TA Securities' fair value of RM1.99 per share for TMK Chemical translates into a price-to-earnings (PE) ratio of 16 times based on the company’s forecasted financial year 2025 (FY2025) core earnings per share (EPS), which is in line with the industry's average price multiples.
In comparison, TMK Chemical's initial public offering price of RM1.75 per share translates into a trailing PE of 19.9 times FY2023 core EPS.
TMK Chemical is scheduled for listing on Dec 12.
According to TA Securities' note on Thursday, the research firm’s valuation is underpinned by TMK Chemical's strong market share in the inorganic chemicals industry across Southeast Asia, with notable shares in Malaysia (24.91%), Vietnam (9.08%), and Singapore (23.98%).
TMK Chemical operates in a niche market characterised by high barriers to entry, primarily due to stringent licensing requirements.
The company’s proven track record in the industry further bolsters its standing. Despite the relatively limited number of direct publicly listed competitors, Batu Kawan Bhd (KL:BKAWAN) is considered a close local peer, as it is involved in inorganic chemicals through its subsidiaries.
For a more comprehensive market comparison, TA Securities also references international competitors such as Brenntag SE in Vietnam and Chemical Industries (Far East) Ltd in Singapore.
The research house has also projected TMK Chemical to achieve solid earnings growth over the next three years, with an estimated 22.0% growth in FY2024, 15.5% in FY2025, and 15.9% in FY2026.
The company's earnings are expected to reach RM107.5 million in FY2024, RM124.1 million in FY2025, and RM143.8 million in FY2026, it said.
These growth projections are based on a revenue compound annual growth rate (CAGR) of 7.0%, with core profit margins anticipated to be 7.7% for FY2024, 8.3% for FY2025, and 9.0% for FY2026.
TA Securities remains optimistic about the growth prospects of the inorganic chemicals industry in Malaysia, driven by the manufacturing sector's expansion and government support, including tax incentives.
Besides that, TMK Chemical is also preparing for further capacity expansion. The company plans to double its current production capacity of 216,000 tonnes of sodium hydroxide to 432,000 tonnes at its new Banting Plant 2.
The procurement process for the plant is already underway, with operations slated to commence in the fourth quarter of 2026.
TMK Chemical's extensive product portfolio includes a broad range of inorganic chemicals such as acids, alkalis, and salts, which are vital to a wide array of industries. The company operates 15 facilities, two terminals, and a manufacturing plant across Malaysia, Singapore, and Vietnam, establishing itself as a significant player in the Southeast Asian market.

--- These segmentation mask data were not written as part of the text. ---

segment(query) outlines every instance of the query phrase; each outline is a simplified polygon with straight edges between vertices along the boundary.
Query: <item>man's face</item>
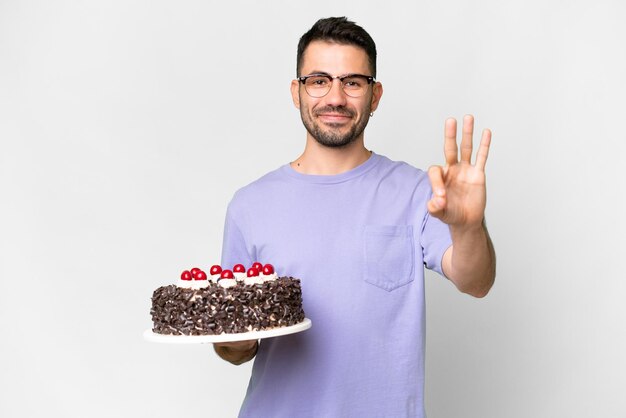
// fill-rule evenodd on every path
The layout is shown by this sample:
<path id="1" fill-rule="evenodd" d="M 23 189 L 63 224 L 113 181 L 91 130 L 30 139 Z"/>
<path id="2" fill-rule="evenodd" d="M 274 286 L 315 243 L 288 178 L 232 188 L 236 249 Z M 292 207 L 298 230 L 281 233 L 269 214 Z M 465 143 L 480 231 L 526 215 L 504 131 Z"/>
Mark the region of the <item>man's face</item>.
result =
<path id="1" fill-rule="evenodd" d="M 322 41 L 311 42 L 306 48 L 300 72 L 301 76 L 313 73 L 371 75 L 363 49 Z M 291 93 L 309 136 L 321 145 L 342 147 L 357 139 L 362 140 L 370 112 L 378 106 L 382 86 L 375 83 L 368 86 L 363 96 L 350 97 L 341 88 L 340 81 L 335 79 L 328 94 L 315 98 L 307 94 L 298 80 L 294 80 Z"/>

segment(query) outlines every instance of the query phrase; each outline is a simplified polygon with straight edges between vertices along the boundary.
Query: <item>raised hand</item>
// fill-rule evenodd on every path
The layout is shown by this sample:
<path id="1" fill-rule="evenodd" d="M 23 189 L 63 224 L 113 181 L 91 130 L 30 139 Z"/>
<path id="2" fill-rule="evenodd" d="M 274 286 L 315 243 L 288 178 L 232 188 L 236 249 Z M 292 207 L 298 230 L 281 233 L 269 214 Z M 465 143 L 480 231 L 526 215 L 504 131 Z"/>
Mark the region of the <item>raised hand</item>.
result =
<path id="1" fill-rule="evenodd" d="M 486 187 L 485 164 L 489 155 L 491 131 L 483 130 L 476 160 L 472 165 L 474 117 L 463 118 L 461 158 L 456 142 L 456 120 L 446 120 L 444 154 L 446 165 L 432 166 L 428 177 L 433 197 L 428 201 L 428 211 L 450 227 L 472 228 L 482 224 L 485 215 Z"/>

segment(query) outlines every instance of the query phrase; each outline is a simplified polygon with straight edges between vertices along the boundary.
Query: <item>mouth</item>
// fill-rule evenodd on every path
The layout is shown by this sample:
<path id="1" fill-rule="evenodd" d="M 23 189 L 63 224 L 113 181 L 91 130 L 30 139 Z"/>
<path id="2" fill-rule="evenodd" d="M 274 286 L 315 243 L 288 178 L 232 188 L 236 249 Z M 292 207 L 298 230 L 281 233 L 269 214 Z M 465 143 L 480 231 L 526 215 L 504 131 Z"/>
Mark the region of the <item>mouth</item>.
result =
<path id="1" fill-rule="evenodd" d="M 337 113 L 321 113 L 321 114 L 318 114 L 317 117 L 321 119 L 325 119 L 325 120 L 336 120 L 336 121 L 350 119 L 350 116 L 348 115 L 337 114 Z"/>
<path id="2" fill-rule="evenodd" d="M 330 125 L 345 124 L 352 119 L 352 115 L 337 112 L 320 112 L 316 116 L 323 123 Z"/>

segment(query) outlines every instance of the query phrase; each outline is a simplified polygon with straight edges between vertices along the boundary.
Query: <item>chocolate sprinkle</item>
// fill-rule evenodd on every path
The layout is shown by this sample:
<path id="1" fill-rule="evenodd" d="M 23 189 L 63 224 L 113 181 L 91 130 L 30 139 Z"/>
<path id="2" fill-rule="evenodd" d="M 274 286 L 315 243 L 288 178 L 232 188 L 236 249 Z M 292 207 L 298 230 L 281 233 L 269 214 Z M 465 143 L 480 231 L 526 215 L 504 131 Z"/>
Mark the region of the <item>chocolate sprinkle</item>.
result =
<path id="1" fill-rule="evenodd" d="M 237 334 L 304 320 L 300 280 L 280 277 L 259 284 L 204 289 L 161 286 L 152 295 L 153 332 L 167 335 Z"/>

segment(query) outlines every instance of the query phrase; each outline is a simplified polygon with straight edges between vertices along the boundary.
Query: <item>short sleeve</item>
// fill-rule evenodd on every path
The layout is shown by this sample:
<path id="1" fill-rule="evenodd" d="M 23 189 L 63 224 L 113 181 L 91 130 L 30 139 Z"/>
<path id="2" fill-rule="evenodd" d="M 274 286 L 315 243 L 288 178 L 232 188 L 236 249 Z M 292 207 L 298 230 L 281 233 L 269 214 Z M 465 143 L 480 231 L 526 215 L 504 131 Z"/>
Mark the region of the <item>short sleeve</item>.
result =
<path id="1" fill-rule="evenodd" d="M 420 244 L 422 245 L 426 268 L 445 276 L 441 262 L 443 254 L 452 245 L 450 228 L 439 219 L 430 216 L 428 211 L 422 225 Z"/>
<path id="2" fill-rule="evenodd" d="M 249 266 L 253 263 L 253 257 L 248 252 L 246 240 L 241 231 L 231 206 L 226 212 L 226 220 L 224 222 L 224 239 L 222 242 L 222 266 L 234 266 L 241 263 Z"/>

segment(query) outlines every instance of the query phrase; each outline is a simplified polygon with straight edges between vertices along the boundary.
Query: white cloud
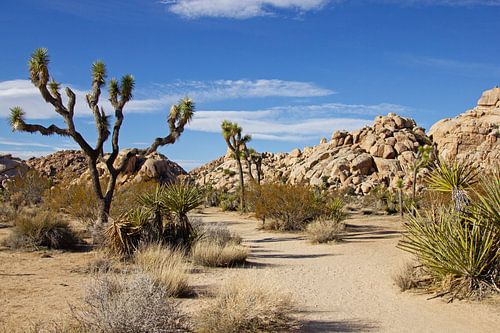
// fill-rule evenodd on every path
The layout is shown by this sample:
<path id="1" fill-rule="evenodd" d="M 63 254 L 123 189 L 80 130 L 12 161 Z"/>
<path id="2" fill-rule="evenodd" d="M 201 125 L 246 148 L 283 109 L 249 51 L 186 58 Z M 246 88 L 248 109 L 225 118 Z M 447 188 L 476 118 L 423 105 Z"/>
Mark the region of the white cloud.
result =
<path id="1" fill-rule="evenodd" d="M 319 105 L 276 107 L 257 111 L 198 111 L 189 129 L 220 132 L 223 120 L 237 122 L 245 133 L 255 139 L 303 142 L 329 137 L 335 130 L 354 130 L 372 122 L 374 115 L 411 109 L 394 104 L 350 105 L 326 103 Z M 339 115 L 350 115 L 342 117 Z M 365 116 L 362 118 L 361 116 Z M 368 118 L 368 119 L 367 119 Z"/>
<path id="2" fill-rule="evenodd" d="M 305 12 L 322 8 L 330 0 L 164 0 L 170 12 L 186 17 L 246 19 L 274 15 L 277 9 Z"/>
<path id="3" fill-rule="evenodd" d="M 500 0 L 373 0 L 377 2 L 397 3 L 403 5 L 426 6 L 500 6 Z"/>
<path id="4" fill-rule="evenodd" d="M 30 159 L 31 157 L 40 157 L 53 154 L 53 150 L 0 150 L 0 155 L 12 155 L 23 160 Z"/>
<path id="5" fill-rule="evenodd" d="M 422 56 L 403 56 L 401 61 L 405 64 L 434 67 L 467 76 L 500 76 L 500 66 L 494 64 Z"/>
<path id="6" fill-rule="evenodd" d="M 77 95 L 76 116 L 90 116 L 91 112 L 85 101 L 86 92 L 72 88 Z M 151 98 L 151 91 L 155 97 Z M 180 98 L 189 96 L 195 102 L 218 101 L 241 98 L 264 97 L 318 97 L 333 94 L 310 82 L 284 80 L 218 80 L 218 81 L 182 81 L 174 84 L 157 84 L 148 89 L 139 90 L 136 95 L 144 98 L 134 99 L 127 104 L 125 111 L 129 113 L 154 112 L 169 109 Z M 146 96 L 149 95 L 149 96 Z M 63 94 L 64 97 L 64 94 Z M 101 105 L 108 113 L 112 107 L 104 93 Z M 40 92 L 28 80 L 12 80 L 0 82 L 0 117 L 8 117 L 9 109 L 21 106 L 28 119 L 49 119 L 58 117 L 51 105 L 45 103 Z"/>

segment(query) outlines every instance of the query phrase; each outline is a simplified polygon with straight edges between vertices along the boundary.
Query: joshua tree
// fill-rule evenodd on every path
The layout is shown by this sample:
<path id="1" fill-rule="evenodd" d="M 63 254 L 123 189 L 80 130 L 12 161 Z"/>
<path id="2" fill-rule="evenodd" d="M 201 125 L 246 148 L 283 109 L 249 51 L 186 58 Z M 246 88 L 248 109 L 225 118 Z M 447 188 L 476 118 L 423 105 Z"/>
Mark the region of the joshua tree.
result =
<path id="1" fill-rule="evenodd" d="M 93 147 L 75 128 L 73 120 L 76 103 L 75 93 L 69 87 L 66 87 L 65 92 L 68 96 L 68 102 L 64 104 L 60 93 L 60 84 L 50 77 L 47 49 L 39 48 L 33 52 L 29 61 L 29 70 L 31 82 L 38 88 L 45 102 L 51 104 L 54 111 L 63 118 L 66 128 L 61 128 L 54 124 L 48 127 L 29 124 L 25 121 L 24 111 L 21 107 L 17 106 L 10 109 L 10 124 L 12 129 L 13 131 L 28 133 L 38 132 L 42 135 L 57 134 L 71 137 L 80 146 L 87 156 L 88 169 L 92 178 L 93 189 L 97 196 L 99 214 L 96 226 L 98 227 L 97 230 L 99 230 L 108 221 L 116 179 L 120 172 L 126 168 L 129 159 L 134 155 L 145 156 L 151 154 L 160 146 L 175 143 L 184 131 L 184 126 L 193 116 L 194 103 L 190 99 L 185 98 L 179 104 L 173 105 L 167 118 L 169 134 L 166 137 L 156 138 L 148 148 L 130 150 L 120 163 L 115 163 L 117 162 L 120 150 L 118 139 L 123 122 L 123 109 L 132 99 L 132 91 L 134 90 L 134 78 L 132 75 L 124 75 L 120 81 L 116 79 L 109 81 L 109 101 L 115 115 L 111 132 L 110 116 L 99 105 L 101 88 L 106 83 L 106 66 L 102 61 L 96 61 L 92 64 L 92 87 L 91 91 L 86 95 L 86 100 L 89 108 L 92 110 L 97 129 L 97 142 Z M 112 151 L 109 155 L 104 155 L 104 143 L 110 136 Z M 98 161 L 102 161 L 105 164 L 109 173 L 109 180 L 105 189 L 99 182 Z"/>
<path id="2" fill-rule="evenodd" d="M 257 184 L 260 184 L 261 176 L 262 176 L 262 155 L 257 153 L 253 148 L 247 148 L 247 145 L 244 146 L 244 155 L 247 160 L 248 165 L 248 173 L 250 174 L 250 178 L 255 181 L 255 178 L 252 174 L 252 163 L 255 165 L 255 171 L 257 171 Z"/>
<path id="3" fill-rule="evenodd" d="M 246 144 L 252 139 L 250 135 L 241 134 L 241 127 L 237 123 L 224 120 L 222 122 L 222 135 L 226 140 L 227 147 L 231 150 L 236 164 L 238 165 L 238 172 L 240 176 L 240 210 L 245 209 L 245 180 L 243 179 L 243 167 L 241 165 L 241 156 Z"/>
<path id="4" fill-rule="evenodd" d="M 432 147 L 431 146 L 420 146 L 418 147 L 417 154 L 415 155 L 415 160 L 413 162 L 413 182 L 412 182 L 412 201 L 413 204 L 417 200 L 417 175 L 418 171 L 430 163 L 432 159 Z"/>

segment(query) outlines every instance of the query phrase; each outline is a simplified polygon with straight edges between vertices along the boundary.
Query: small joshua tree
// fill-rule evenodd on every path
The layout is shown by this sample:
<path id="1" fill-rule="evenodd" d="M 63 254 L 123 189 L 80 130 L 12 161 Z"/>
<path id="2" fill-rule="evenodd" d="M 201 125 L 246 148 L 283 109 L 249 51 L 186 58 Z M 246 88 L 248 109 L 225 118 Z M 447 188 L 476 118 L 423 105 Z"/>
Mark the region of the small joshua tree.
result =
<path id="1" fill-rule="evenodd" d="M 413 182 L 412 182 L 412 201 L 415 204 L 417 200 L 417 176 L 421 168 L 427 166 L 433 158 L 433 149 L 431 146 L 420 146 L 415 154 L 415 159 L 413 162 Z"/>
<path id="2" fill-rule="evenodd" d="M 108 222 L 109 211 L 113 200 L 113 194 L 116 186 L 118 175 L 126 168 L 129 159 L 134 156 L 145 156 L 155 152 L 159 147 L 173 144 L 184 131 L 184 126 L 189 123 L 194 113 L 194 103 L 185 98 L 177 105 L 173 105 L 167 118 L 169 134 L 166 137 L 156 138 L 151 146 L 145 149 L 132 149 L 126 156 L 117 162 L 119 147 L 120 128 L 123 122 L 123 109 L 125 105 L 132 99 L 134 90 L 134 78 L 132 75 L 124 75 L 120 81 L 111 79 L 108 84 L 109 101 L 114 109 L 115 121 L 110 130 L 110 116 L 104 112 L 103 107 L 99 105 L 101 97 L 101 88 L 106 81 L 106 66 L 102 61 L 96 61 L 92 64 L 92 88 L 86 95 L 86 100 L 89 108 L 92 110 L 95 126 L 97 129 L 97 142 L 95 146 L 83 137 L 76 130 L 74 123 L 74 112 L 76 95 L 66 87 L 65 92 L 68 96 L 68 102 L 63 103 L 60 84 L 54 81 L 49 74 L 49 55 L 47 49 L 36 49 L 29 61 L 29 70 L 31 82 L 40 91 L 45 102 L 53 106 L 54 111 L 59 114 L 66 125 L 66 128 L 61 128 L 57 125 L 48 127 L 29 124 L 25 121 L 25 113 L 21 107 L 13 107 L 10 109 L 10 125 L 13 131 L 40 133 L 42 135 L 61 135 L 72 138 L 82 149 L 87 156 L 88 169 L 90 171 L 92 185 L 98 201 L 98 218 L 96 221 L 97 230 Z M 50 79 L 50 82 L 49 82 Z M 104 155 L 104 143 L 111 136 L 112 151 L 109 155 Z M 109 180 L 106 188 L 99 182 L 99 173 L 97 163 L 102 161 L 109 173 Z"/>
<path id="3" fill-rule="evenodd" d="M 247 162 L 248 174 L 250 175 L 250 179 L 255 181 L 255 177 L 252 173 L 252 164 L 255 165 L 255 171 L 257 172 L 257 184 L 260 184 L 261 176 L 262 176 L 262 155 L 257 153 L 257 151 L 253 148 L 248 148 L 245 144 L 243 146 L 243 156 Z"/>
<path id="4" fill-rule="evenodd" d="M 244 155 L 246 144 L 252 139 L 250 135 L 242 135 L 242 128 L 237 123 L 224 120 L 222 122 L 222 136 L 226 140 L 227 147 L 231 150 L 240 176 L 240 210 L 245 209 L 245 180 L 243 179 L 243 167 L 241 157 Z"/>

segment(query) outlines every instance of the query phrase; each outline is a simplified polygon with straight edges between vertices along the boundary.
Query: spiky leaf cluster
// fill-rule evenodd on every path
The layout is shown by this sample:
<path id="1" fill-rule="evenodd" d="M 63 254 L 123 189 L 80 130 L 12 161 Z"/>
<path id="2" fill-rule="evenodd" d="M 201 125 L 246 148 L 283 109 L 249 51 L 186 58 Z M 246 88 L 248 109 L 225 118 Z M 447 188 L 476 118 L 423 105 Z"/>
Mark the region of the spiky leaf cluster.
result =
<path id="1" fill-rule="evenodd" d="M 109 98 L 112 103 L 118 102 L 118 97 L 121 97 L 121 102 L 126 103 L 130 101 L 133 97 L 132 92 L 134 90 L 135 80 L 130 74 L 124 75 L 120 82 L 113 78 L 109 81 L 108 92 Z"/>
<path id="2" fill-rule="evenodd" d="M 19 106 L 15 106 L 10 109 L 9 124 L 13 131 L 19 130 L 19 128 L 24 124 L 25 112 Z"/>
<path id="3" fill-rule="evenodd" d="M 47 84 L 49 81 L 49 52 L 46 48 L 36 49 L 28 62 L 31 82 L 35 86 Z"/>
<path id="4" fill-rule="evenodd" d="M 99 86 L 103 85 L 106 80 L 106 65 L 104 62 L 97 60 L 92 64 L 92 80 Z"/>

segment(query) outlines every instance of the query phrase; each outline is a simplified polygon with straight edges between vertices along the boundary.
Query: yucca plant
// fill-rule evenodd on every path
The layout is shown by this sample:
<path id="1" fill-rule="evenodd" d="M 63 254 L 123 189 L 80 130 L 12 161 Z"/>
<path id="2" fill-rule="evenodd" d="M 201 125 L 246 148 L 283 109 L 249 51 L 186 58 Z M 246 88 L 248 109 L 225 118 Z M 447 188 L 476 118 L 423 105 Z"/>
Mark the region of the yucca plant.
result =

Looking ahead, TA Securities forecasts continued growth in both revenue and core profits for TMK Chemical, driven by increased demand for inorganic chemicals.
This growth is further supported by the establishment of the Pengerang Integrated Petroleum Complex, which is set to become a key chemical and petrochemical hub, alongside favourable tax incentives aimed at attracting substantial investments.